Justin Langille

As relationships between humanity and the environment change rapidly today, I photograph my engagements with the landscapes I live within and the localized cultures of environmentalism that that advance environmental stewardship in Canada today. Utilizing analogue, automatic cameras originally designed to capture daily family life, I extend the practical materials and traditions of family photography to the present societal shift towards establishing far more intimate, sustainable relationships between humanity and the environment during the current era of climate crisis. As climate change and other existential threats to humanity and the ecosystems we depend on for life become mainstream anxieties, I am interested to document the breakdown of the false limits set by society between humanity and nature. My ongoing project Green Riding critically examines environmentalism in Guelph, the first electoral riding represented by the Green Party of Ontario. My tandem work Dispatches from the Abstraction documents the Middlebrook well in Elora, Ontario, a rural water source that Nestlé intends to pump water from despite widespread public opposition. Given its significance to the perpetuation of human life as well as all life on Earth, efforts to enhance the protection of water are the focus of my broader photographic work.

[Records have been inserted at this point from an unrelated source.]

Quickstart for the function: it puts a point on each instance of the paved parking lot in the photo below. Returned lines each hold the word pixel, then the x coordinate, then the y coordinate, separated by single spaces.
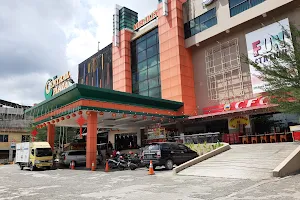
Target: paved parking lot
pixel 130 185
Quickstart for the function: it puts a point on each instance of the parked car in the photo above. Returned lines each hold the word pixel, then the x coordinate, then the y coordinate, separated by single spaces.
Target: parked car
pixel 78 156
pixel 167 154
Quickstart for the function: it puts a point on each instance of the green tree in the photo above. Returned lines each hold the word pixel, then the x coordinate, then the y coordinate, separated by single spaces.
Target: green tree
pixel 281 71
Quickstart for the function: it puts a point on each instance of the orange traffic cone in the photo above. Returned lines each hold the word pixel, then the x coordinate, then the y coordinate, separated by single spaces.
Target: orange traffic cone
pixel 106 166
pixel 151 170
pixel 93 166
pixel 72 165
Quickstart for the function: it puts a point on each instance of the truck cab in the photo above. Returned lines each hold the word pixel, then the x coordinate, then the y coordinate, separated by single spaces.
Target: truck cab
pixel 34 155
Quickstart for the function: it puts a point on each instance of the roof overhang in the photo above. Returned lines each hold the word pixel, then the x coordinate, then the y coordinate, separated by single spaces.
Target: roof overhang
pixel 83 97
pixel 231 112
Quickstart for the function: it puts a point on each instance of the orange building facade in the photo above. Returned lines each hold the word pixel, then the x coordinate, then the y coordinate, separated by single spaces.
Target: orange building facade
pixel 180 64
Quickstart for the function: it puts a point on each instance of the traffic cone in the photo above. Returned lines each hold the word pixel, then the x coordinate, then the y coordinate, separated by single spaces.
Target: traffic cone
pixel 151 170
pixel 72 165
pixel 93 166
pixel 106 166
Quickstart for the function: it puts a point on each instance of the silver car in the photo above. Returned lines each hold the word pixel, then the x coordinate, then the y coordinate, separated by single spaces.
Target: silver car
pixel 79 157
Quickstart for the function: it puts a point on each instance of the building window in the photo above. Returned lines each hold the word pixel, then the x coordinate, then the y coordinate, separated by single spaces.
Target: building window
pixel 3 138
pixel 25 138
pixel 146 65
pixel 238 6
pixel 200 23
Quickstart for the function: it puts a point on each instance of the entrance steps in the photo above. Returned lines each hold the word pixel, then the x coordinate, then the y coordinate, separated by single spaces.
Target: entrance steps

My proposal for this residency was to photograph all wells on Toronto Islands identified on the Province of Ontario’s well records map website, which shows the locations of all formally registered water wells in Ontario. This was to be an exercise in visualizing groundwater, a crucial part of local ecologies often ignored or unconsidered in human engagements with the environment today. However, I have been denied access to several wells at the Island Water Treatment Plant, which puts the overall efficacy of my initial idea in jeopardy. This obstacle, however, offers me an opportunity to broaden my overall approach to developing new work for this residency. If I cannot document all wells on the provincial registry, I intend to a) explore human and non-human life surrounding wells that are accessible or b) I may diverge from examining wells specifically in favor of examining the impact of floods and rising water levels on the visibility of the Island. Representations of water rights versus water commodification will be elements I will document as well. Ultimately, I am interested in having the critical influence of co-residents, our residency coordinator and my interaction with the islands shape the trajectory of my project.


Justin Langille is a documentary photographer, educator and activist based Guelph, Ontario. His long-term visual study of the changing relationships between people and the environment in Canada is informed by his background in street outreach work and his Ph.D. research on activist images of groundwater in Canada at the University of Toronto. Greetings from Energy East!–his collaboration with artist Jennifer Martin supported by Ontario Arts Council– was part of Grow Op 2019 at the Gladstone Hotel and the Common Waters exhibition at Cambridge Art Galleries. His images are included in Art as Activism, currently on at Guelph Civic Museum.